Теперь он уже сидел в кресле, и тот запал и азарт, которые вдруг вспыхнули в нем, погасли. Лицо выражало обычную озабоченность и усталость, будто он все свои силы истратил на бесплодный порыв и сейчас отдыхал, прикрывшись маской деловой озабоченности.
— Да нет, — повернулся Зернов к Михееву, — на этот раз вряд ли. Одну корову дважды подряд не подоишь.
— А у нас коровы особенные!..
— Не слышу разумных предложений, — видя, что спор угасает, заметил Буров, — «Малютка» — журавль в небе, а нам нужно синицу в руки…
— И обязательно ручную, — съязвил Терновой, — чтобы план вытащила.
— Да, чтобы был план! — твердо сказал Буров.
— Предложение возможно одно, — оживился Зернов. — Начальству нужно отстаивать реальный план, обеспеченный материальной базой. А если уж завод принял задание главка и мы согласились с ним, то нечего мудрить. Надо выполнять через «не могу».
— Нельзя так, — запротестовал Терновой и обратился к Сарычеву: — Нас ведь задергали!

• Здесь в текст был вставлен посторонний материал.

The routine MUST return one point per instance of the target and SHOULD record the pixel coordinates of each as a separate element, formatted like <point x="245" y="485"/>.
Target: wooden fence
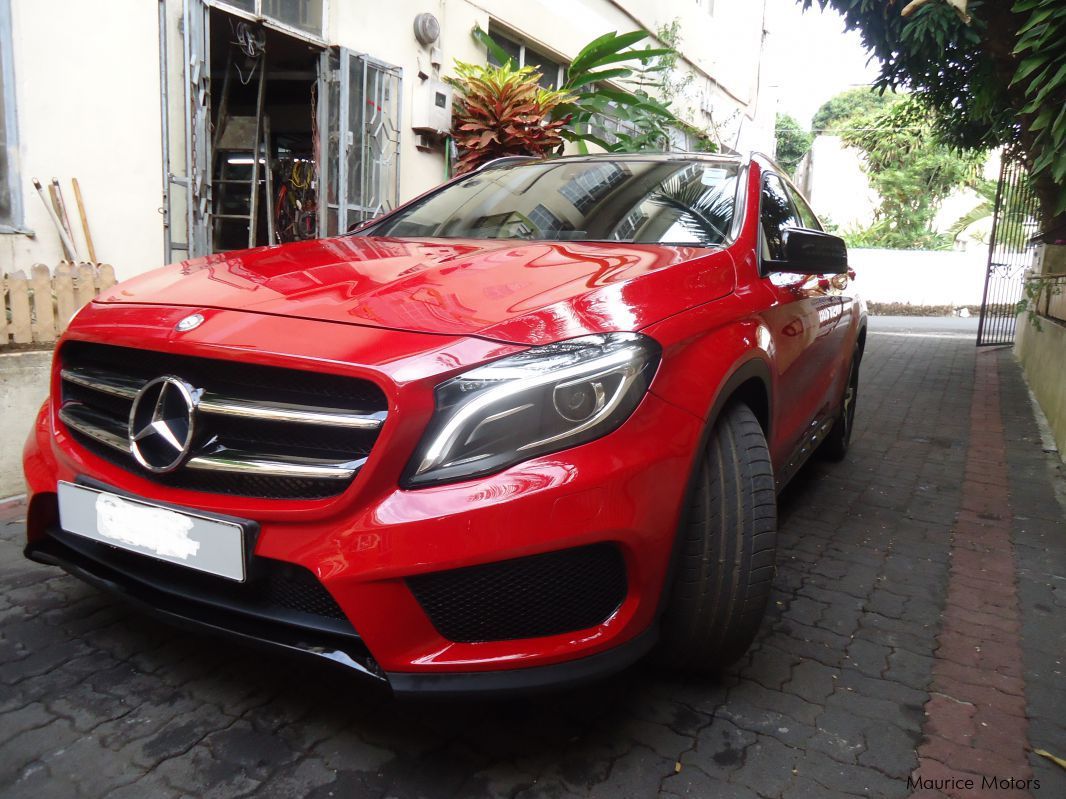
<point x="36" y="309"/>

Бурову стало невыносимо скучно. С чего начали, тем и кончили! Ничем это производство не прошибешь. Иногда у него просто опускались руки, хотелось бежать от всего подальше. Наверное, прав старик Ситковский, когда пророчил, что он, Буров, в конце концов свернет себе шею или свихнется на этом производстве. «Нужно иметь незаурядный талант и обладать огромной пробивной энергией, чтобы протаранить невежество наших производственников», — говорил он. Такого таланта и энергии у него, Бурова, оказывается, нет. Грустно. Грустно и скучно до слез… Пусть нет таланта, нет энергии, зато есть самолюбие. Буровское упрямство. Не может же он расписаться в своем бессилии! Какой же тогда выход? Выход, конечно, есть. Работали ведь до него, через силу, но работали. Теперь стало намного легче. Появилась ритмичность. График сдачи продукции выдерживается. Так пусть все и дальше катится по наезженной колее. А ему, Бурову, надо заниматься своей «Малюткой». Ее необходимо доводить до ума.